At the Tehran Museum of Contemporary Art, a groundbreaking exhibition amplifies the voices of Iranian women artists. In Women’s Words tells a powerful story of memory, resilience and creative vision through 121 works spanning decades of modern art.
In the hushed galleries of the Tehran Museum of Contemporary Art (TMoCA), colors, forms and textures speak with a force that eclipses any speech or manifesto. The exhibition In Women’s Words is more than an artistic retrospective – it is a collective voice that defies decades of silence, bringing to light stories that could not always be told.
Here, pioneering figures like Monir Farmanfarmaian, Behjat Sadr, Iran Darroudi, Parvaneh Etemadi, Farideh Lashai and Leyly Matin Daftari anchor their works in Iran’s cultural heritage.
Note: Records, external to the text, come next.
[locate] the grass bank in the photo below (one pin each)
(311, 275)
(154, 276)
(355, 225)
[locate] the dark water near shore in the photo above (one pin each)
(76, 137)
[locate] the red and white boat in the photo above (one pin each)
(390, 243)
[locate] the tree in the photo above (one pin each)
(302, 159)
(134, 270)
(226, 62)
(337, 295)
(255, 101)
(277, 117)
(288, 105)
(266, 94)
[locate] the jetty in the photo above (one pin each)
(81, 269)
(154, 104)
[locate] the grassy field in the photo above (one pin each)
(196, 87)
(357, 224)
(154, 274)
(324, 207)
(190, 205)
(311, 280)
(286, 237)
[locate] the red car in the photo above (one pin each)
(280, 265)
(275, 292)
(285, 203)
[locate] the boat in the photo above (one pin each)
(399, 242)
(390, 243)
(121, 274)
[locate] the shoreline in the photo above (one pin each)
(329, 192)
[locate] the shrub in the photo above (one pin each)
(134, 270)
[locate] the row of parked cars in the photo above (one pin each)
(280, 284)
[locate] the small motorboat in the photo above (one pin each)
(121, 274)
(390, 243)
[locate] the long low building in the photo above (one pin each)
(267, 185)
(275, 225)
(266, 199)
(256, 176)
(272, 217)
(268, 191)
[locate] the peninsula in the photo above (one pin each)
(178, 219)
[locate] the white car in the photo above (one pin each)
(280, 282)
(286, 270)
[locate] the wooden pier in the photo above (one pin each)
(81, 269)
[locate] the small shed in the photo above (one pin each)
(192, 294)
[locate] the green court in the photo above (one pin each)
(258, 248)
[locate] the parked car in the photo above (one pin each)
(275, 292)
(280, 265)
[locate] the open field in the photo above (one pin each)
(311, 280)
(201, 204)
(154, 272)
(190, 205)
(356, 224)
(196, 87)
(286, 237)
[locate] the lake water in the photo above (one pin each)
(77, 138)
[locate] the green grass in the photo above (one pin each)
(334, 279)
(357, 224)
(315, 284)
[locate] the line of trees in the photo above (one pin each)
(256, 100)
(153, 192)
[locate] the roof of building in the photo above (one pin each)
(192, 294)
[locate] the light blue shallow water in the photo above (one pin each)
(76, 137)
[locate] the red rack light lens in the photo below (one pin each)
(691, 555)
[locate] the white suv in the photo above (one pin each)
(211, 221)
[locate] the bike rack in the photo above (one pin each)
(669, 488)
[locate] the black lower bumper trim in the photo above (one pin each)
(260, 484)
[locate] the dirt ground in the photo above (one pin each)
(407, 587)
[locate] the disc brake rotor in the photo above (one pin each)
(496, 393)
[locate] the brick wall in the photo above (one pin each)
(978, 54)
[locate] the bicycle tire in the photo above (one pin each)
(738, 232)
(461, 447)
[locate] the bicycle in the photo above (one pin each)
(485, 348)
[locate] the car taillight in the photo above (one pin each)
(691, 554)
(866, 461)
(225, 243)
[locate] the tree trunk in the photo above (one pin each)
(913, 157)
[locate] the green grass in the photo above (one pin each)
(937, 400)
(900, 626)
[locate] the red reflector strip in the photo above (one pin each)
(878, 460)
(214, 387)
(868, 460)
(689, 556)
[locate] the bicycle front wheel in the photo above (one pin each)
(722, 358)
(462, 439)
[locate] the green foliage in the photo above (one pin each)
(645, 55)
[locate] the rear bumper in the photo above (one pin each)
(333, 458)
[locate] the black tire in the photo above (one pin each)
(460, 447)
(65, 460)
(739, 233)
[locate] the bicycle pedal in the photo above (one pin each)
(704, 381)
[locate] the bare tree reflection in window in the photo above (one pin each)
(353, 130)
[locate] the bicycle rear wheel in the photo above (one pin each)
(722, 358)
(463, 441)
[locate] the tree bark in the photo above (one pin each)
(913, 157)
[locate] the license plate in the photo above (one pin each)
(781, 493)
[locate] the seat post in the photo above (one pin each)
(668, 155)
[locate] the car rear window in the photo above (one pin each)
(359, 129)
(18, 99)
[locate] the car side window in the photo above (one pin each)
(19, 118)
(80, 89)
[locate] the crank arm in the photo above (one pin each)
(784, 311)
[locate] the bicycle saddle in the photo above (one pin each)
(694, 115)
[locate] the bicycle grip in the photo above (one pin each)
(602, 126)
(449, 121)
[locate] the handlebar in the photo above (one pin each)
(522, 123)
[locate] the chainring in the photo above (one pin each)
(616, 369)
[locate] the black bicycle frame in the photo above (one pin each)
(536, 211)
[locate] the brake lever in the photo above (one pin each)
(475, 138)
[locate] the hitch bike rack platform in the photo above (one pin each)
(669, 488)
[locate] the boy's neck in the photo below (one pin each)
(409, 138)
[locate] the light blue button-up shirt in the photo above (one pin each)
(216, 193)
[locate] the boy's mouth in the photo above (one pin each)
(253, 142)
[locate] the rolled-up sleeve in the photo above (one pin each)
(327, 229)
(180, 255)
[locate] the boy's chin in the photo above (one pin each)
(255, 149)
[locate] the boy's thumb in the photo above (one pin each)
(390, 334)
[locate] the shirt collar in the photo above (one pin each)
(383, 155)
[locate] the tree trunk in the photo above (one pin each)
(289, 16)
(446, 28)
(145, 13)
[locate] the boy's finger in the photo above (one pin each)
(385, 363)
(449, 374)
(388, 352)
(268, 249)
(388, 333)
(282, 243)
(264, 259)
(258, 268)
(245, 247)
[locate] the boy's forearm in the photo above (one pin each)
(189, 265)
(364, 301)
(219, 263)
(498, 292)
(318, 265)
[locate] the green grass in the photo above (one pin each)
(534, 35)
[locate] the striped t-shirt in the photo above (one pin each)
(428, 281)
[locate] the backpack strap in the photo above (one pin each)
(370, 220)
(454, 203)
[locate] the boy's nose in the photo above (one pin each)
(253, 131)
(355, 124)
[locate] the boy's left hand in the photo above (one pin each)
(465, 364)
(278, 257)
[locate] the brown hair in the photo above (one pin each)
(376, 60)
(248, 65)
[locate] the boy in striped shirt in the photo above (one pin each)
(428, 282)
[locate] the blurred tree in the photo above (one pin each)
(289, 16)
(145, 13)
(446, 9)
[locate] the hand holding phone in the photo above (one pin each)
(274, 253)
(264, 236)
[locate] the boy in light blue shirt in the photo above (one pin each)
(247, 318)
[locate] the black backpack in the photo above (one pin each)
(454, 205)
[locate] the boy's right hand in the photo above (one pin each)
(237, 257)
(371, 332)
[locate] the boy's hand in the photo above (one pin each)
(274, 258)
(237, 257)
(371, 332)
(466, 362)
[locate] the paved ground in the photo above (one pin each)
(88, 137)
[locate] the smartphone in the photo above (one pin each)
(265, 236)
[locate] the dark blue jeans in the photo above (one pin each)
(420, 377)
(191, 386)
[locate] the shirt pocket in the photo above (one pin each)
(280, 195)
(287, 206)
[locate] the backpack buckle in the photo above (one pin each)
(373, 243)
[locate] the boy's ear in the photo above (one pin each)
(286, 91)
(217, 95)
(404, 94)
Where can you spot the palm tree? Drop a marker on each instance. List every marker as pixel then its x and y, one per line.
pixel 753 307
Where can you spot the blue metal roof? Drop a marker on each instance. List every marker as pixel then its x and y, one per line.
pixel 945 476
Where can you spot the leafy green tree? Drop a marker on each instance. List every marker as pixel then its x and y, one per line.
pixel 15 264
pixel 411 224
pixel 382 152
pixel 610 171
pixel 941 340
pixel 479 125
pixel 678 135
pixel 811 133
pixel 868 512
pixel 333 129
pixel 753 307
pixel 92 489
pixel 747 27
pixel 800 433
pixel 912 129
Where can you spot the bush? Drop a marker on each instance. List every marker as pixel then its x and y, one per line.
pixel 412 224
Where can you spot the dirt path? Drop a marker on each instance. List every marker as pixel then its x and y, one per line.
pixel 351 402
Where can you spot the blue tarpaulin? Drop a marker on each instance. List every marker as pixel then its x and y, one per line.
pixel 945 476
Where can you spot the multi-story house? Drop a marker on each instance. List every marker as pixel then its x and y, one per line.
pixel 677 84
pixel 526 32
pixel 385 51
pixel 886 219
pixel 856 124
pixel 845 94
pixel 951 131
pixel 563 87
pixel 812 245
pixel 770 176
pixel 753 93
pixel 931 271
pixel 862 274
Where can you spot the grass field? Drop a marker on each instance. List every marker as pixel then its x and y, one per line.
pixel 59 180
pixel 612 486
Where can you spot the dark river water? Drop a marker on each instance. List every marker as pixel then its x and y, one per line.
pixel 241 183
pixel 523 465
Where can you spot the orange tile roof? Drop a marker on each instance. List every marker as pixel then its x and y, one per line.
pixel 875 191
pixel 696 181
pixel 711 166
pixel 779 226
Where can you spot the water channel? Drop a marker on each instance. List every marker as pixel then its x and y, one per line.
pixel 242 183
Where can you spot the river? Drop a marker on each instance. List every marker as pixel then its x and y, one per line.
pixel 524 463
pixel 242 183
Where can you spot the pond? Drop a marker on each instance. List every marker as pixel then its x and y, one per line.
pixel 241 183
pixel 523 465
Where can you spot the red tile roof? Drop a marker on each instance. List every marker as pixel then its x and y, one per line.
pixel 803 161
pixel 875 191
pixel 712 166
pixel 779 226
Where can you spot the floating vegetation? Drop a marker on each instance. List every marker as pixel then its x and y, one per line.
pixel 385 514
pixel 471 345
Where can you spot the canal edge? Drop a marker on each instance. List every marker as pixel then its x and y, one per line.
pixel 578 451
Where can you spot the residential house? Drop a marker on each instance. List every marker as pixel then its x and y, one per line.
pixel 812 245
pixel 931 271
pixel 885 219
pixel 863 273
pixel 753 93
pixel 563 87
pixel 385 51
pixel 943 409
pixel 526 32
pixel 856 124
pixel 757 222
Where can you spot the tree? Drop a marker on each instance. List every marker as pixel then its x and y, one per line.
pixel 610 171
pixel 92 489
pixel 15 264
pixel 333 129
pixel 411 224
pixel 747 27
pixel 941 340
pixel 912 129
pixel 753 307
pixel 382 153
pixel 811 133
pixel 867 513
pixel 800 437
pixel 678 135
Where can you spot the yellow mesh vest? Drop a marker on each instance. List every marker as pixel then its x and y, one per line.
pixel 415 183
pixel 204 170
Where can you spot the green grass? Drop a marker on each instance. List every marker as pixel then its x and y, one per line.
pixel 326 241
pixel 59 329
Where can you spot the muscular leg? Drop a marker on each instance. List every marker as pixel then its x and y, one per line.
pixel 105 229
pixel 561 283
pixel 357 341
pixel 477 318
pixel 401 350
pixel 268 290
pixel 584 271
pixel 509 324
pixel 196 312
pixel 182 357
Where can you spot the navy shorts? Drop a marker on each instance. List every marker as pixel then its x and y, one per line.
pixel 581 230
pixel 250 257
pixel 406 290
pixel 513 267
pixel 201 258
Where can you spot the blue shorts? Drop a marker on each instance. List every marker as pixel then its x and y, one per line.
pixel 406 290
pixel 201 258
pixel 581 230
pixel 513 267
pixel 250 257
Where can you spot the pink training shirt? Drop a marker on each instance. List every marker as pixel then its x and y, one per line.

Curated by Afsaneh Kamran, Toka Maleki and Sajjad Baghban Maher, the show draws from the museum’s permanent collection, presenting 121 pieces by 65 artists, many of which have never been seen by the public.
The project underscores the pivotal and often overlooked role of women in shaping Iran’s contemporary art. From the 270 works by women in TMoCA’s holdings, only a carefully chosen selection could be displayed due to space limitations. This is a matter of aesthetics mixed with a narrative of women’s perspectives, reflections on life and the environments that have shaped them.
The exhibition is organized thematically: groundbreaking personalities, portraiture, abstraction, nature and landscapes, everyday life, neo-traditionalism, and social engagement. It spans a range of media including painting, sculpture, photography and video. In every room, visitors encounter a dialogue between tradition and modernity, personal memory and collective history, societal constraints and boundless creativity.
Beyond the museum walls, In Women’s Words extends its reach. Programs include research sessions that examine the works through political, social and interdisciplinary lenses, documentary film screenings, and the publication of a book dedicated to women in Iranian art. Plans are underway to create a virtual version of the exhibition, allowing these voices to resonate far beyond Tehran.
For some visitors, In Women’s Words is a celebration, a riot of color and form across diverse media. For others, it is a quiet yet defiant act of cultural resistance. Through their art, Iranian women have long embedded coded messages, challenging repression and asserting their place as creators of the future. With each brushstroke, they are rewriting history and completing it.